Since then I’ve talked about, followed and even interviewed a few big-ish name fighters from George Groves to my mate Paddy Blight who tours MMA under-cards around Britain and Ireland

The idea that boxing is a thuggish sport isn’t far off the mark, but one undoubtedly held by those who haven’t felt and tasted the demands the sports training puts on an athlete.

“The fatigue in my shoulders from hitting pads got me thinking, am I even fit?”

A few sessions in and I began to see the light.

Focus under fatigue…

Powering through a HIIT session, it’s easy to lose technique as you get tired. This is harder to do in Boxing.

When punches go soft and guards drop there’ll likely be a sharp shock to the nose that’ll surely wake you up ;).

Focusing through every movement when you’re Chin Strapped maximizes the mind | body development you’ll take from each session.

No surprise to see hard-ass UFC fighters plastering photos of yoga sessions on Instagram.

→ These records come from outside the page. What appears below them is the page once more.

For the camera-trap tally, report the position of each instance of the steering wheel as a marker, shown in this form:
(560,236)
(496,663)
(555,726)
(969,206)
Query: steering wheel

Screenshot 2017-07-05 10.17.21.png
Connor McGregor also trains regularly with movement guru Ido Portal

Am I even fit? 

Blasting though my CrossFit AMRAPs and HIIT sessions in Gymbox is the norm for me. I push hard but I know exactly what my capabilities are and what buttons to press.

But three minute rounds in a boxing ring hit me like a steam train and before long I was completely gassed.

The fatigue in my shoulders from hitting pads got me thinking, am I even fit? Any strength and endurance I thought I had seemed to go out the window. It’s a proper fitness test!

Coordination Coordination Coordination

This harks back to the first point about keeping your guard up when you’re wrecked (literally and metaphorically).

The complexities of movements are uncanny.

Hip movements using your entire body for maximum power, taking the momentum from a defensive block to go seamlessly into an offensive combo, and footwork to glide around the ring picking holes in your opponents defense.

Every limb and plane of movement has to work in tandem, and I’m a long way from cracking it in this case.

Imbalances are rife

As with anything your body isn’t used to, it’s hard to be really prepared. That’s why its recommended to switch up your training ever four to six weeks to avoid plateau.

Boxing – as it happens – leaves no hiding place for any body part, it’s not long before weaker muscle groups start having serious words with their owner.

My shoulders aren’t as strong and durable as I thought, my calves and feet muscles seem to spend most of the time half asleep, and my core feels non-existent.

Boxing, and by extension all combat sports demand a level of fitness and cognitive skill simply unparalleled in other disciplines.

MMA fighters recently replaced gymnasts as the fitness all round athletes.

But since the vast majority of us don’t fancy going bare-knuckle in an octagon, or doing back flips off a beam, I’d recommend Boxing as one of THEE ways to get fit.